Ana kesitleriyle, Ermeni Soykırımı’ndan Dersim katliamına kadar, tarihsel kronolojisini ifade ettiğimiz bu süreç; “tek devlet”, “tek bayrak”, “tek vatan”, “tek ulus (Türklük)”, “tek inanç (Sünni-İslam)” zihniyetinin, Türk devleti nazarında inşa edilmesi sürecidir. Türk ırkçılığının “TC” bayrağıyla yaratılması; farklı millet ve inanç guruplarından olan ezilen kadim halkların, tüm kültürel-maddi birikimleriyle talan edilmesi üzerine bina edilmiştir.

Bu sürecin mimarı olan Kemalist diktatörlük, Osmanlı devlet geleneğinden devraldığı, fiziksel ve kültürel jenosidi, sistemli ve kapsamlı bir stratejik çizgi olarak uygulamıştır. Türk komprador burjuvazisi ve büyük toprak sahipleri sınıfının çıkarları, stratejik planlarla böyle icra ediliyordu. Stratejik bir plan dâhilinde, Türk olmayanlar, jenosit ile imha edilirken, katliam ve soykırımlardan kurtulanlar da, Türkleştiriliyordu. Ve bu süreçle el konulan maddi mal varlıkları, komprador burjuvazinin denetimine verilerek, palazlanmasının, sosyal, ekonomik zemini yaratılıyordu.

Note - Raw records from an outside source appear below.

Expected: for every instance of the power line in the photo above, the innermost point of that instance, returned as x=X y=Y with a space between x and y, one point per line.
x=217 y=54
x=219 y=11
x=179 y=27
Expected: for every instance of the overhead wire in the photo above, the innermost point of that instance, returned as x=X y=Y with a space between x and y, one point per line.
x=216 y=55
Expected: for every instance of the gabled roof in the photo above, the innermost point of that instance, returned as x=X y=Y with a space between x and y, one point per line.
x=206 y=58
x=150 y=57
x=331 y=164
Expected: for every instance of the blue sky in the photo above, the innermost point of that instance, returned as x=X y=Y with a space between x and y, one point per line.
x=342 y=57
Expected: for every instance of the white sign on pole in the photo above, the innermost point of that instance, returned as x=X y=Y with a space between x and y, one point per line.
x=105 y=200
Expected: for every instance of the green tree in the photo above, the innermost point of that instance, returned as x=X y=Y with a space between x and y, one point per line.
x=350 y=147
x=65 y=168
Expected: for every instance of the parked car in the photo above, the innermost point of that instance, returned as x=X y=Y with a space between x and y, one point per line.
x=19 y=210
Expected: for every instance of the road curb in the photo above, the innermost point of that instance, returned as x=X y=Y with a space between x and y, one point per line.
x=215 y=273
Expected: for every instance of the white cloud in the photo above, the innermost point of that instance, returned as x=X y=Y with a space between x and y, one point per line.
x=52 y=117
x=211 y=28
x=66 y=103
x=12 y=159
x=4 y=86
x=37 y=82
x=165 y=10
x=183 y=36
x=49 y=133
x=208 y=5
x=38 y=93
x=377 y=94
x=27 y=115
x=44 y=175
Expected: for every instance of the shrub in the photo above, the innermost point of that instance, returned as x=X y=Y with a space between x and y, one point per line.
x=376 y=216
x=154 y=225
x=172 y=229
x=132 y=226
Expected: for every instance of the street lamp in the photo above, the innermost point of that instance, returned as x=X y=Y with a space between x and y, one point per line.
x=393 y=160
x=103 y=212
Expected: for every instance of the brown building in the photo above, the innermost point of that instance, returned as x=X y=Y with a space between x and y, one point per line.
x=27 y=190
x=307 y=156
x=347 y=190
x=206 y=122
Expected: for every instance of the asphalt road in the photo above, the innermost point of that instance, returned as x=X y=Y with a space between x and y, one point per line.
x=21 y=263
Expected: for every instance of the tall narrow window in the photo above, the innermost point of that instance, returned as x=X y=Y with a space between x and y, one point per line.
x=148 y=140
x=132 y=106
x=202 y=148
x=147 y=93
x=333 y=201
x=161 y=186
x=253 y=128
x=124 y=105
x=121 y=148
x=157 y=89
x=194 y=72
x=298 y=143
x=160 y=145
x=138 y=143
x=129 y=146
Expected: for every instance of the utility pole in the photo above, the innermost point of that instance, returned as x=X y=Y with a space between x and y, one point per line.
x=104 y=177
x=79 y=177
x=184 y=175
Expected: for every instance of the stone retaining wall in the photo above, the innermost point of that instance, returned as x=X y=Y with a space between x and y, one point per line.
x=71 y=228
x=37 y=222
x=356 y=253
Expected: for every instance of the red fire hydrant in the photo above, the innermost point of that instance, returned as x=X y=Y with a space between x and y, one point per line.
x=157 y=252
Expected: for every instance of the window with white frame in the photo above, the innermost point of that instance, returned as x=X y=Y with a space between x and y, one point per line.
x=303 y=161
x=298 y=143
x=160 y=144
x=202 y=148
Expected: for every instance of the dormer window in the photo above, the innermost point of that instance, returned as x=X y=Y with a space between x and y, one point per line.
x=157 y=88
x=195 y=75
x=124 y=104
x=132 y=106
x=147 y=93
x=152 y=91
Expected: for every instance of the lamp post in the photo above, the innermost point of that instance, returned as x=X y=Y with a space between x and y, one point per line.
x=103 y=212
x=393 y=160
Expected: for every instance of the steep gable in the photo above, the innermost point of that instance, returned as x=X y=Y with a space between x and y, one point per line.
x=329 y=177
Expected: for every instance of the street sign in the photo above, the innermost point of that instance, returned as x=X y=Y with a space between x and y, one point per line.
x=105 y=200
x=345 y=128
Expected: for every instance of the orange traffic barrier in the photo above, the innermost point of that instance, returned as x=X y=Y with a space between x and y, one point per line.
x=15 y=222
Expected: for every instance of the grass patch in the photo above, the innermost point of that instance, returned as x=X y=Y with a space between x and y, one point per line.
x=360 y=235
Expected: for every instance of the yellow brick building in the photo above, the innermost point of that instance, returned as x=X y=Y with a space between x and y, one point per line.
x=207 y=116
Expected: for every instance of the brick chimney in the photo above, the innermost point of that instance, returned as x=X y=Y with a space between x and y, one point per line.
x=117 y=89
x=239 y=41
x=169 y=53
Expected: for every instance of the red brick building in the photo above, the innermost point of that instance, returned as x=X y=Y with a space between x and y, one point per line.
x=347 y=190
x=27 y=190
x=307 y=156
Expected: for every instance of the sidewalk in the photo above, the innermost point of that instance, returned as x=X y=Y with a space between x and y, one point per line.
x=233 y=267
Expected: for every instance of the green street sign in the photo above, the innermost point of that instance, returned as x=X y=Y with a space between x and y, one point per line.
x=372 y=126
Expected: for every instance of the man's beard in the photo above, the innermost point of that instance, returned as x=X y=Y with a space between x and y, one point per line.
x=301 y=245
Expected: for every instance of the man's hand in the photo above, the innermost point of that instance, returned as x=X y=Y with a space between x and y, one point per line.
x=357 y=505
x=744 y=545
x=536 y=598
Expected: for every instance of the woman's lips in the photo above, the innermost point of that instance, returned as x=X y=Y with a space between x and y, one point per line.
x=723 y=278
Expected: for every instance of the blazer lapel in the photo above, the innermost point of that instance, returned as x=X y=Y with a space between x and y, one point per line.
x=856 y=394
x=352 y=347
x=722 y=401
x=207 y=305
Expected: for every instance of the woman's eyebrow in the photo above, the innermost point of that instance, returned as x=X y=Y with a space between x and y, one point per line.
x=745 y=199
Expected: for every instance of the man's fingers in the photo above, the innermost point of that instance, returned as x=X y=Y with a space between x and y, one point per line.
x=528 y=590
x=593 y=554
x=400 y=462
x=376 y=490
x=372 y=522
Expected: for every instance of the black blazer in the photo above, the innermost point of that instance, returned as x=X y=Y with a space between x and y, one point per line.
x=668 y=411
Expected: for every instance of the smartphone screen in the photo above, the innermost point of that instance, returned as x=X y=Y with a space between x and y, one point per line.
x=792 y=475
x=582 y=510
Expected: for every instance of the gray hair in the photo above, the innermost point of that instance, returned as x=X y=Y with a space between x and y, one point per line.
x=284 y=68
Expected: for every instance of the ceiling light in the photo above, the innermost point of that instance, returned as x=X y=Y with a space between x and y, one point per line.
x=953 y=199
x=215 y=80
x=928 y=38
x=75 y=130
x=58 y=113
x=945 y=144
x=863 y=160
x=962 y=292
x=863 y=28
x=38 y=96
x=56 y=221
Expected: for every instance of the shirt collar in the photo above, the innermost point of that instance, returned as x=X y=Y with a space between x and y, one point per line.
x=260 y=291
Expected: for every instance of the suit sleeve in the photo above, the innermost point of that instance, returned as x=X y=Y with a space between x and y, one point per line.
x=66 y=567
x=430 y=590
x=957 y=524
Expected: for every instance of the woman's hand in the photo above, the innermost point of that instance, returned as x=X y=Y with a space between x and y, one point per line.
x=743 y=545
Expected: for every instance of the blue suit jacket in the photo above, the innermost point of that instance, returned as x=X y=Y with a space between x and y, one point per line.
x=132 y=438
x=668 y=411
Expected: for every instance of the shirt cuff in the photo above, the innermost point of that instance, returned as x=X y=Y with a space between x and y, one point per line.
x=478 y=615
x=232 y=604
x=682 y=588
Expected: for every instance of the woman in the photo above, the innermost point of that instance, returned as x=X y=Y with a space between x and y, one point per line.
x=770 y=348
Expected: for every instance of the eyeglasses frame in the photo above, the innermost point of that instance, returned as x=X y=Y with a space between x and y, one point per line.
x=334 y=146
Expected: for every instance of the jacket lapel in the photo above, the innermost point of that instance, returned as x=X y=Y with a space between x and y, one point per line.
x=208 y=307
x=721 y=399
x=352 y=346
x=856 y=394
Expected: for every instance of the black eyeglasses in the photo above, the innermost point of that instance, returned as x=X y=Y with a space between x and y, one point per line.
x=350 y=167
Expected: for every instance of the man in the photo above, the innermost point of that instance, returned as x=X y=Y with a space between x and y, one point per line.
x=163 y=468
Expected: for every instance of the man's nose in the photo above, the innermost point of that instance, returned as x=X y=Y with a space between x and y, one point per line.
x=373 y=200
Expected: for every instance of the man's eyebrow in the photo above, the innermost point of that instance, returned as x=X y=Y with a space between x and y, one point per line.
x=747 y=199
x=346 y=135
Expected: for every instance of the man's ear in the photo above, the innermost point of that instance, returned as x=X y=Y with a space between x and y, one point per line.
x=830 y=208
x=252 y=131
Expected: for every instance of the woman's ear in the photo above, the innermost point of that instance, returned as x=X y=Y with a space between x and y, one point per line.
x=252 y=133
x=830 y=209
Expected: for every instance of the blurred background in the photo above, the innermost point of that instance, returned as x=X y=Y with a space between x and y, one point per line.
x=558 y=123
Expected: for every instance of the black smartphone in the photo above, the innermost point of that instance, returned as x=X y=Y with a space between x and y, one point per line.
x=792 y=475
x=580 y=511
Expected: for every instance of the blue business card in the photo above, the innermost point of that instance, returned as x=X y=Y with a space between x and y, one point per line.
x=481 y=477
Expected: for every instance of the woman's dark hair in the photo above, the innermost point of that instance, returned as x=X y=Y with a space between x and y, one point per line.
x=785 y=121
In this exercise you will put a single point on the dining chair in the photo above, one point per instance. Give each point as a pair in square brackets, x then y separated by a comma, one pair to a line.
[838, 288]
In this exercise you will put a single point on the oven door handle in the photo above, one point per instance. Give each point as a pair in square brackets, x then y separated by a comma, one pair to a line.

Dersim “İsyan” mı Değil mi Tartışması Üzerine Birkaç Söz

Her şeyden önce bu tartışma üzerinden, faşist gericiliğin katliamına “meşruluk” kazandırmak, bir kavrayışsızlık sorunu değilse, küçük burjuva uzlaşmacı sınıf çizgisidir… Niyet ne olursa olsun, bu anlayış, katliam ve bu katliamları yaratanların varlıklarını güçlendiren bir anlayıştır. Öncelikle belirtmek gerekir ki; zulmün ve baskının en barbar araçlarla yaşam bulduğu her yerde, isyan etmek, insanın kendi kurtuluş davasını isyana dökmek en meşru haktır. Bu hakkını kullanan insanın uğradığı katliamı, “isyan etti” gerekçesi üzerinden açıklamak, katliam sahiplerinin yaklaşımlarına meşruluk kazandırmak, ezilen halkların ve insanlığın bakış açısı değildir. Gericiliğe karşı isyan etmek meşru bir haktır. Her gerici otorite gibi, faşist devletin, Dersim’de gerçekleştirdiği katliamı, bu hakkın kullanılması gerekçesi üzerinden açıklamak; ilerici insanlığı “isyan” hakkından mahrum bırakmaktır, ezilen halkları, gerici zorba egemenlikler karşısında silahsızlandırmaktır… Bu anlamıyla Dersim Katliamı tartışmalarında, “isyan” nitelemesini kullanmaktan kaçınan anlayış, bir yanıyla isyan etme hakkının meşruluğunu yadsırken, diğer yandan meseleyi sistem içinde kabul edilebilinir düzleme indirgemektedir. ‘Aman isyan dersek katliamı meşrulaştırırız’ korkusu, boş ve meseleyi sistemin istediği zeminde tartıştıran bir anlayıştır

Dersim gerçekliği; Osmanlı’dan ve onun kanlı tarihi üzerinden şekillenen Türk devletinin merkezi otoritesiyle uzlaşmamış, kendi değerleriyle bağımsız yaşam çizgisinde bu gerici otoriteye tabii olmamıştır. Bu anlamıyla merkezi devlet otoritesine tavır almıştır. Kabul etmeme, itaat etmeme, barbar devlet geleneğini reddetme, bir tavırdır, haksızlığa karşı bir isyan duruşudur. Bu duruş meşrudur, Dersim gerçekliğinin tüm insani değerleri nazarında en doğal hakkıdır. Barbarlığın bu duruşu, katliamla bastırma seferlerine karşı direnmek, bir başka meşruluktur ve bu öğe Dersim gerçekliğinin gerici devlet mekanizmalarına tavır alışıyla iç içe geçmiştir. Bu anlamıyla “İsyan mı?”, “Direniş mi?” ikilemi üzerinden tartışmayı ele almak ve “isyan” nitelemesinde faşist Türk devletinin katliamına “meşru” zemin sunup, “direniş” nitelemesinde katliamı lanetlemek doğru bir ele alış tarzı değildir. İnsanlığın hangi hakkının ne zaman kullanacağının kararını gerici barbarlıklar veremez. Bu tamamıyla gerici barbarlıkların uygulamalarına karşı, ilerici insanlığın duruma uygun duruşu meselesidir. İsyan etmek meşru bir haktır, direnmek meşru bir haktır. Ki bu iki olgu, birbirinin karşıtı değil, birbirini bütünleyen, tamamlayan olgulardır.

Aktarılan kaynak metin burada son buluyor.